Wrong Village? How could American troops behave that way? Hammer contends that the attack was partly a mistake; misreading their confusing maps, Charlie Company hit a hamlet occupied only by civilians, instead of another that was near by and known to be held by tough troops of the Viet Cong's 48th Battalion. When the G.I.s met no resistance, they did not stop shooting. Both writers quote members of the company who claim that Captain Medina ordered them to kill everything in the village, and some who declare he took part in the killing himself. Both books quote soldiers who say that Lieut. Calley ordered others to kill and shot freely himself. Most of the other G.I.s claimed they acted under orders.

Hammer, especially, views the tragedy in a broader perspective. He argues, surprisingly, that for most rural Vietnamese the years of warfare have rarely affected daily living. Only the nature of village tax collectors changed with the change of regimes--from the French, years ago, to various Saigon governments. There was not even much difference when the Viet Cong began controlling the village. The big change came, Hammer contends, when massive American forces transformed guerrilla warfare into a conflict in which killing became impersonal--with napalm attacks, free-fire zones and search-and-destroy missions like the one conducted at My Lai.
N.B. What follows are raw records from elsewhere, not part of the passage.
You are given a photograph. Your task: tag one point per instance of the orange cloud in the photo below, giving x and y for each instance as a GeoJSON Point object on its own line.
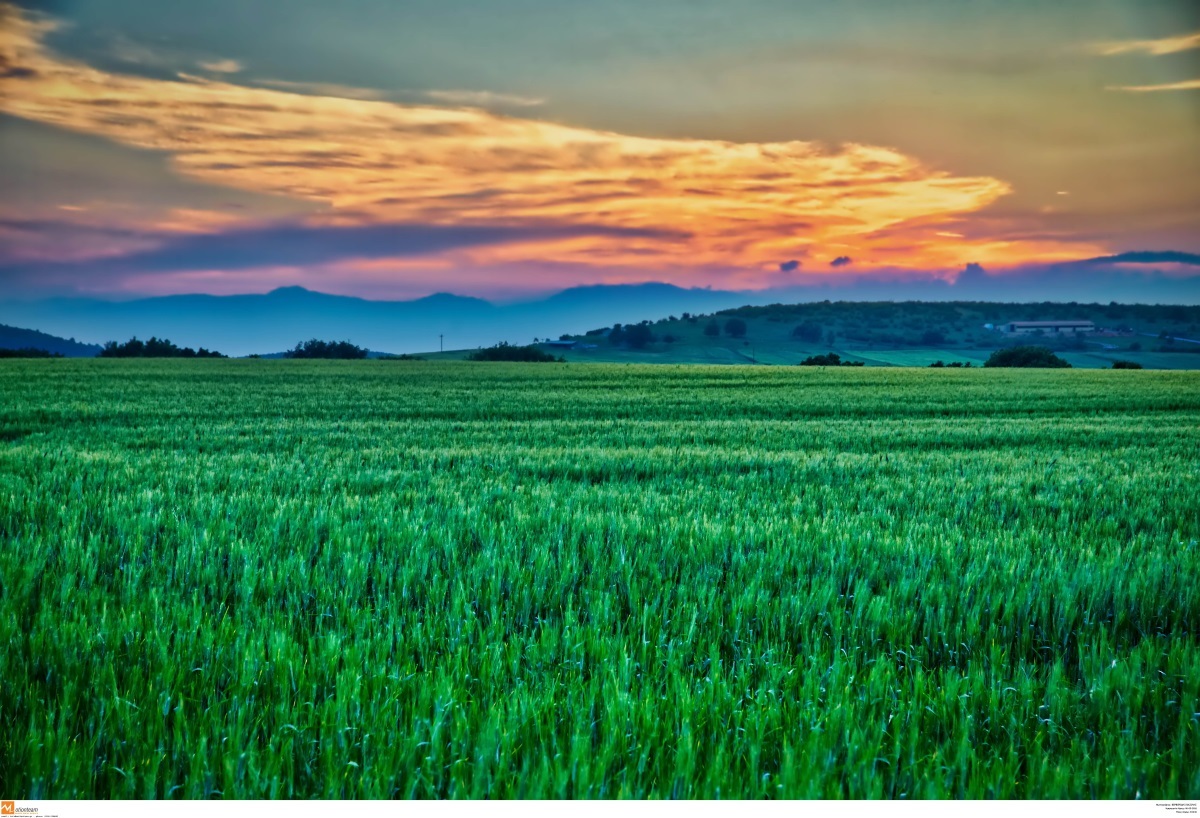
{"type": "Point", "coordinates": [1182, 42]}
{"type": "Point", "coordinates": [743, 205]}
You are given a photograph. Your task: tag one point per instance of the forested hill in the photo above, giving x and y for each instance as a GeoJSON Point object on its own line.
{"type": "Point", "coordinates": [13, 337]}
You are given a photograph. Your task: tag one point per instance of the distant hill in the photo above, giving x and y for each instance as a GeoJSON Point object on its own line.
{"type": "Point", "coordinates": [898, 334]}
{"type": "Point", "coordinates": [13, 337]}
{"type": "Point", "coordinates": [268, 323]}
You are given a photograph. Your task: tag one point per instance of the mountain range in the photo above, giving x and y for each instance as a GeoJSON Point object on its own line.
{"type": "Point", "coordinates": [277, 320]}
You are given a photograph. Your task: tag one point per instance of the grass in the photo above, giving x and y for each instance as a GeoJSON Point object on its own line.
{"type": "Point", "coordinates": [420, 579]}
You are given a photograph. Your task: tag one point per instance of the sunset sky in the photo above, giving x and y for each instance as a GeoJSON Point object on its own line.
{"type": "Point", "coordinates": [394, 149]}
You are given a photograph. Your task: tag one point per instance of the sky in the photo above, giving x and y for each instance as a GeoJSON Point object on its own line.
{"type": "Point", "coordinates": [391, 150]}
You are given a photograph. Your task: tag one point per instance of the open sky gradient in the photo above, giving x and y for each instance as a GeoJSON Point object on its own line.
{"type": "Point", "coordinates": [393, 150]}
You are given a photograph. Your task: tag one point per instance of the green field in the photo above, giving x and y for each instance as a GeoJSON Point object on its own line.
{"type": "Point", "coordinates": [375, 579]}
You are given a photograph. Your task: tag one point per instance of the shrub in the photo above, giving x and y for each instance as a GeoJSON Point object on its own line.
{"type": "Point", "coordinates": [28, 352]}
{"type": "Point", "coordinates": [639, 336]}
{"type": "Point", "coordinates": [809, 331]}
{"type": "Point", "coordinates": [153, 348]}
{"type": "Point", "coordinates": [329, 349]}
{"type": "Point", "coordinates": [1033, 358]}
{"type": "Point", "coordinates": [507, 352]}
{"type": "Point", "coordinates": [832, 359]}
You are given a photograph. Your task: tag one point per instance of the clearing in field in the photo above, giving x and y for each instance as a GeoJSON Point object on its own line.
{"type": "Point", "coordinates": [375, 579]}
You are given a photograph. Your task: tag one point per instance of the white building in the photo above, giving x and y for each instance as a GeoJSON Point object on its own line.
{"type": "Point", "coordinates": [1049, 328]}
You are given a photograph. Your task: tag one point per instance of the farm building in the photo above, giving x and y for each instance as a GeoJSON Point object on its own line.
{"type": "Point", "coordinates": [567, 343]}
{"type": "Point", "coordinates": [1049, 328]}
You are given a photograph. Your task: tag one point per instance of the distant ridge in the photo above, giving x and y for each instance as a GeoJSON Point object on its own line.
{"type": "Point", "coordinates": [13, 337]}
{"type": "Point", "coordinates": [269, 322]}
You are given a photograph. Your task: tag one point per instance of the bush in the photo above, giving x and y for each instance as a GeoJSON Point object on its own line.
{"type": "Point", "coordinates": [809, 331]}
{"type": "Point", "coordinates": [153, 348]}
{"type": "Point", "coordinates": [639, 336]}
{"type": "Point", "coordinates": [1033, 358]}
{"type": "Point", "coordinates": [507, 352]}
{"type": "Point", "coordinates": [832, 359]}
{"type": "Point", "coordinates": [28, 352]}
{"type": "Point", "coordinates": [330, 349]}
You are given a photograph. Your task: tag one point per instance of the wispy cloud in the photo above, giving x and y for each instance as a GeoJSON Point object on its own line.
{"type": "Point", "coordinates": [1182, 42]}
{"type": "Point", "coordinates": [323, 89]}
{"type": "Point", "coordinates": [221, 66]}
{"type": "Point", "coordinates": [484, 98]}
{"type": "Point", "coordinates": [370, 161]}
{"type": "Point", "coordinates": [1186, 85]}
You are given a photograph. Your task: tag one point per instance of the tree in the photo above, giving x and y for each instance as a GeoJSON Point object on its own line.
{"type": "Point", "coordinates": [327, 349]}
{"type": "Point", "coordinates": [507, 352]}
{"type": "Point", "coordinates": [639, 336]}
{"type": "Point", "coordinates": [832, 359]}
{"type": "Point", "coordinates": [153, 348]}
{"type": "Point", "coordinates": [1033, 358]}
{"type": "Point", "coordinates": [809, 331]}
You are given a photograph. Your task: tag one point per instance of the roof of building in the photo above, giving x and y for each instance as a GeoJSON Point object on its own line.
{"type": "Point", "coordinates": [1051, 323]}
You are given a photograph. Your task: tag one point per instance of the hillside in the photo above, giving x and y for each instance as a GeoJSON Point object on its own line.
{"type": "Point", "coordinates": [903, 334]}
{"type": "Point", "coordinates": [12, 337]}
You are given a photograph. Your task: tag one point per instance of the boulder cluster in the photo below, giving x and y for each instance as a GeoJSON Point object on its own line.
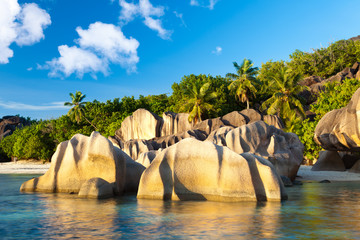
{"type": "Point", "coordinates": [338, 132]}
{"type": "Point", "coordinates": [237, 157]}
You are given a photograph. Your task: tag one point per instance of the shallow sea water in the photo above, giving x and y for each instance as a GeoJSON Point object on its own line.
{"type": "Point", "coordinates": [313, 211]}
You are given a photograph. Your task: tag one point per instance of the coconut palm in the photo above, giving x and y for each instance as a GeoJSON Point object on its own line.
{"type": "Point", "coordinates": [198, 98]}
{"type": "Point", "coordinates": [78, 106]}
{"type": "Point", "coordinates": [243, 81]}
{"type": "Point", "coordinates": [285, 99]}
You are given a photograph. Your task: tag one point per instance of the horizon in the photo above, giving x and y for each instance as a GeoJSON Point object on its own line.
{"type": "Point", "coordinates": [112, 49]}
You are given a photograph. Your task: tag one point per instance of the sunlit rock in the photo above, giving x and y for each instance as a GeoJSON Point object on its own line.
{"type": "Point", "coordinates": [96, 188]}
{"type": "Point", "coordinates": [338, 130]}
{"type": "Point", "coordinates": [195, 170]}
{"type": "Point", "coordinates": [283, 150]}
{"type": "Point", "coordinates": [78, 160]}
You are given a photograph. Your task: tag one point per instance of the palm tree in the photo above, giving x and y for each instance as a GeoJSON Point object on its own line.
{"type": "Point", "coordinates": [198, 97]}
{"type": "Point", "coordinates": [285, 99]}
{"type": "Point", "coordinates": [243, 81]}
{"type": "Point", "coordinates": [77, 110]}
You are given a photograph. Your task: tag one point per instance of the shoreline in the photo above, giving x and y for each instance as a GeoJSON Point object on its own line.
{"type": "Point", "coordinates": [304, 174]}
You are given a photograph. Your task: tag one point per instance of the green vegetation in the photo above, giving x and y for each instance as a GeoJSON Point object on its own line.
{"type": "Point", "coordinates": [272, 89]}
{"type": "Point", "coordinates": [243, 83]}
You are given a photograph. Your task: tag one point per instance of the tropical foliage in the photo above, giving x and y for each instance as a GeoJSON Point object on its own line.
{"type": "Point", "coordinates": [274, 87]}
{"type": "Point", "coordinates": [243, 84]}
{"type": "Point", "coordinates": [285, 100]}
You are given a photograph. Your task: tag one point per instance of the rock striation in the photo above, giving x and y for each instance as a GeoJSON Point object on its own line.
{"type": "Point", "coordinates": [79, 160]}
{"type": "Point", "coordinates": [195, 170]}
{"type": "Point", "coordinates": [283, 150]}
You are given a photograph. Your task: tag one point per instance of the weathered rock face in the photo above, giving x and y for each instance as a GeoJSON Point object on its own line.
{"type": "Point", "coordinates": [175, 123]}
{"type": "Point", "coordinates": [195, 170]}
{"type": "Point", "coordinates": [282, 149]}
{"type": "Point", "coordinates": [96, 188]}
{"type": "Point", "coordinates": [167, 141]}
{"type": "Point", "coordinates": [135, 147]}
{"type": "Point", "coordinates": [209, 125]}
{"type": "Point", "coordinates": [142, 124]}
{"type": "Point", "coordinates": [218, 136]}
{"type": "Point", "coordinates": [274, 120]}
{"type": "Point", "coordinates": [329, 161]}
{"type": "Point", "coordinates": [146, 158]}
{"type": "Point", "coordinates": [78, 160]}
{"type": "Point", "coordinates": [339, 129]}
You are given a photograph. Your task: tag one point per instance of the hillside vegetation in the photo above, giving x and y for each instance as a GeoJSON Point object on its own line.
{"type": "Point", "coordinates": [272, 89]}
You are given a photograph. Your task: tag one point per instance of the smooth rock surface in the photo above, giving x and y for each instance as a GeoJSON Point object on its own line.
{"type": "Point", "coordinates": [339, 129]}
{"type": "Point", "coordinates": [78, 160]}
{"type": "Point", "coordinates": [96, 188]}
{"type": "Point", "coordinates": [195, 170]}
{"type": "Point", "coordinates": [329, 161]}
{"type": "Point", "coordinates": [282, 149]}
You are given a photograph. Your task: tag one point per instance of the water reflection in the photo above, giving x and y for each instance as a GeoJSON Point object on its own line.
{"type": "Point", "coordinates": [313, 211]}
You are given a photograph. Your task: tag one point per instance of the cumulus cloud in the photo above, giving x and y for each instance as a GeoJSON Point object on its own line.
{"type": "Point", "coordinates": [217, 51]}
{"type": "Point", "coordinates": [76, 60]}
{"type": "Point", "coordinates": [22, 106]}
{"type": "Point", "coordinates": [148, 12]}
{"type": "Point", "coordinates": [204, 3]}
{"type": "Point", "coordinates": [23, 25]}
{"type": "Point", "coordinates": [99, 45]}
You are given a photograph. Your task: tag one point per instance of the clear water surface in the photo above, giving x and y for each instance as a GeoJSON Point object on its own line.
{"type": "Point", "coordinates": [313, 211]}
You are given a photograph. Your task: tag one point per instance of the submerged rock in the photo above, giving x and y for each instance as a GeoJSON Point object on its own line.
{"type": "Point", "coordinates": [195, 170]}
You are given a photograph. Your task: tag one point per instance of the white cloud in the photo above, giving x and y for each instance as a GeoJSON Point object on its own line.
{"type": "Point", "coordinates": [99, 45]}
{"type": "Point", "coordinates": [21, 24]}
{"type": "Point", "coordinates": [217, 51]}
{"type": "Point", "coordinates": [110, 42]}
{"type": "Point", "coordinates": [194, 3]}
{"type": "Point", "coordinates": [22, 106]}
{"type": "Point", "coordinates": [34, 20]}
{"type": "Point", "coordinates": [146, 11]}
{"type": "Point", "coordinates": [204, 3]}
{"type": "Point", "coordinates": [76, 60]}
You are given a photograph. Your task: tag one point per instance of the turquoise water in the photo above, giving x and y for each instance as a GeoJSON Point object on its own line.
{"type": "Point", "coordinates": [313, 211]}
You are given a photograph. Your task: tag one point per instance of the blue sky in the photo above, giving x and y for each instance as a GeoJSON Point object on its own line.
{"type": "Point", "coordinates": [110, 49]}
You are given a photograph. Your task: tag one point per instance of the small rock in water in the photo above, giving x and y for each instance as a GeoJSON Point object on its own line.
{"type": "Point", "coordinates": [287, 182]}
{"type": "Point", "coordinates": [296, 182]}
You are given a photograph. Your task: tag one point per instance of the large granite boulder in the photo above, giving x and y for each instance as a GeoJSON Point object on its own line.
{"type": "Point", "coordinates": [339, 129]}
{"type": "Point", "coordinates": [283, 150]}
{"type": "Point", "coordinates": [79, 159]}
{"type": "Point", "coordinates": [146, 158]}
{"type": "Point", "coordinates": [167, 141]}
{"type": "Point", "coordinates": [209, 125]}
{"type": "Point", "coordinates": [142, 124]}
{"type": "Point", "coordinates": [195, 170]}
{"type": "Point", "coordinates": [135, 147]}
{"type": "Point", "coordinates": [175, 123]}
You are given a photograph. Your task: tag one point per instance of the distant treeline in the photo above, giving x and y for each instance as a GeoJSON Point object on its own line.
{"type": "Point", "coordinates": [273, 88]}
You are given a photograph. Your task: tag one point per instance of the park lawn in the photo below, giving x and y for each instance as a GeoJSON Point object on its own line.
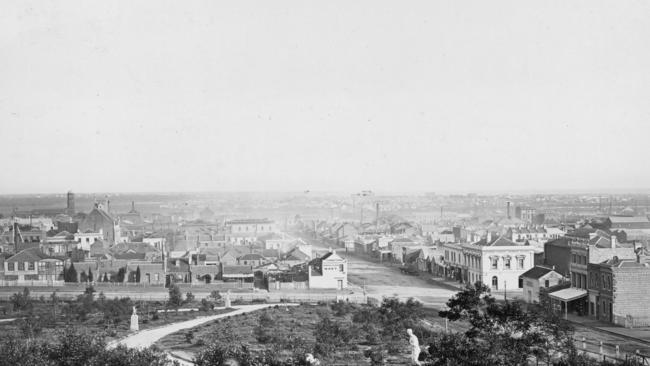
{"type": "Point", "coordinates": [95, 321]}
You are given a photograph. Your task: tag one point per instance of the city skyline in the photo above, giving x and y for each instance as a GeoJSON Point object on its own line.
{"type": "Point", "coordinates": [441, 97]}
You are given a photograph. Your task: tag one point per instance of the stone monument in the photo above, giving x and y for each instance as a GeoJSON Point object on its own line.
{"type": "Point", "coordinates": [311, 361]}
{"type": "Point", "coordinates": [227, 301]}
{"type": "Point", "coordinates": [415, 347]}
{"type": "Point", "coordinates": [134, 321]}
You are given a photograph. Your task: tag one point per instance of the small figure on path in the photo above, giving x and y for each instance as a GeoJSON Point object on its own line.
{"type": "Point", "coordinates": [135, 326]}
{"type": "Point", "coordinates": [311, 361]}
{"type": "Point", "coordinates": [227, 300]}
{"type": "Point", "coordinates": [415, 347]}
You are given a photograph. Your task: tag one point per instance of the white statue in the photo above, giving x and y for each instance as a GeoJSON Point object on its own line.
{"type": "Point", "coordinates": [415, 346]}
{"type": "Point", "coordinates": [311, 360]}
{"type": "Point", "coordinates": [134, 321]}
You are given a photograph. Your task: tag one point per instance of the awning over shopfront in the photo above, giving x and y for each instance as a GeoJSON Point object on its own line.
{"type": "Point", "coordinates": [568, 294]}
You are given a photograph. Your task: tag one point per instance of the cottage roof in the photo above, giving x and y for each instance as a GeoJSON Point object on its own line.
{"type": "Point", "coordinates": [537, 272]}
{"type": "Point", "coordinates": [251, 257]}
{"type": "Point", "coordinates": [237, 270]}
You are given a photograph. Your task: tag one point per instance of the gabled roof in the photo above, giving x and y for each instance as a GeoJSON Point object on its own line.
{"type": "Point", "coordinates": [27, 255]}
{"type": "Point", "coordinates": [251, 257]}
{"type": "Point", "coordinates": [503, 242]}
{"type": "Point", "coordinates": [411, 257]}
{"type": "Point", "coordinates": [130, 256]}
{"type": "Point", "coordinates": [237, 270]}
{"type": "Point", "coordinates": [331, 256]}
{"type": "Point", "coordinates": [537, 272]}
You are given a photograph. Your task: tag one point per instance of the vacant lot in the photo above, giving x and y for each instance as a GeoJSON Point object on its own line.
{"type": "Point", "coordinates": [286, 330]}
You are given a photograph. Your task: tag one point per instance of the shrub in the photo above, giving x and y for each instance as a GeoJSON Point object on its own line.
{"type": "Point", "coordinates": [189, 297]}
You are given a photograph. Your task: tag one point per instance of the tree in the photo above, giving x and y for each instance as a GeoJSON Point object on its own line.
{"type": "Point", "coordinates": [215, 295]}
{"type": "Point", "coordinates": [21, 301]}
{"type": "Point", "coordinates": [189, 297]}
{"type": "Point", "coordinates": [495, 326]}
{"type": "Point", "coordinates": [54, 298]}
{"type": "Point", "coordinates": [70, 275]}
{"type": "Point", "coordinates": [175, 296]}
{"type": "Point", "coordinates": [121, 273]}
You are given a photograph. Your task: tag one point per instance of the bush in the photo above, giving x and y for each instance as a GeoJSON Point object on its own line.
{"type": "Point", "coordinates": [22, 301]}
{"type": "Point", "coordinates": [206, 305]}
{"type": "Point", "coordinates": [189, 297]}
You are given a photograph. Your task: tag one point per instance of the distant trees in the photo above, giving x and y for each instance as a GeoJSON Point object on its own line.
{"type": "Point", "coordinates": [517, 334]}
{"type": "Point", "coordinates": [189, 297]}
{"type": "Point", "coordinates": [21, 300]}
{"type": "Point", "coordinates": [70, 274]}
{"type": "Point", "coordinates": [121, 273]}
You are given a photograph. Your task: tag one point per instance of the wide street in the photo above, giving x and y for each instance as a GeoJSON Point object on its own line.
{"type": "Point", "coordinates": [387, 280]}
{"type": "Point", "coordinates": [381, 280]}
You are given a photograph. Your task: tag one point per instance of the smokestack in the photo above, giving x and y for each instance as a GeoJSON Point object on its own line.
{"type": "Point", "coordinates": [17, 237]}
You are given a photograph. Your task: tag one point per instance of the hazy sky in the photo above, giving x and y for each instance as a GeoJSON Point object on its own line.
{"type": "Point", "coordinates": [324, 95]}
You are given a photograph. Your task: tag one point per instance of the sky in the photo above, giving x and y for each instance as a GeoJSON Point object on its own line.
{"type": "Point", "coordinates": [462, 96]}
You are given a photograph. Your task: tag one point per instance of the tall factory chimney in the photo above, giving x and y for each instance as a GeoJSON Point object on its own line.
{"type": "Point", "coordinates": [70, 208]}
{"type": "Point", "coordinates": [17, 238]}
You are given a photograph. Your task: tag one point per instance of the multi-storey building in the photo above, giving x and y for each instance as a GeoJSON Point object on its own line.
{"type": "Point", "coordinates": [614, 294]}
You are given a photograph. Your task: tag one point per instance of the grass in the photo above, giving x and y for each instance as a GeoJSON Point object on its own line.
{"type": "Point", "coordinates": [290, 329]}
{"type": "Point", "coordinates": [95, 322]}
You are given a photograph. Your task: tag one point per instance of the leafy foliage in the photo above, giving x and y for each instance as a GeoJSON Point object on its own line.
{"type": "Point", "coordinates": [74, 348]}
{"type": "Point", "coordinates": [495, 326]}
{"type": "Point", "coordinates": [22, 301]}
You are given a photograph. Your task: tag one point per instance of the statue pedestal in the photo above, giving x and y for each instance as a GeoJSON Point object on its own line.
{"type": "Point", "coordinates": [134, 323]}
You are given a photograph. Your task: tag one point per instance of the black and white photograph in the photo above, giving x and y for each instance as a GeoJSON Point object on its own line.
{"type": "Point", "coordinates": [316, 183]}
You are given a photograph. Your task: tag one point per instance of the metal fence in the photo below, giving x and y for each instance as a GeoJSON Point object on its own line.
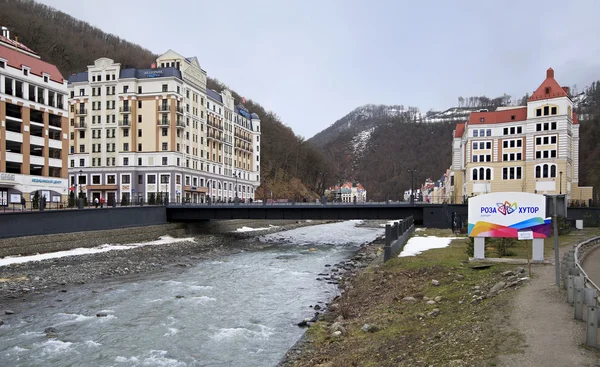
{"type": "Point", "coordinates": [582, 292]}
{"type": "Point", "coordinates": [396, 236]}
For U.S. troops it is all different --from any war they have known. With considerable sympathy for the young G.l.s who see companions die in taking a village that is abandoned the next day, Hammer describes the depersonalization of the war. He understands how U.S. troops can come to hate and fear all Vietnamese indiscriminately because they cannot tell friend from foe. (A similar confusion affects the Vietnamese. "All Americans look the same, except some are black and some are white," one My Lai survivor told Hammer.) The fact that in at least one operation "a large number of American soldiers became indiscriminate butchers" is to Hammer simply one more senseless act in a war that has already become meaningless.

* Because of the widespread discussion of the case in the press, Lieut. Galley's lawyer has contended that a fair trial is impossible. These books are sure to bolster his argument.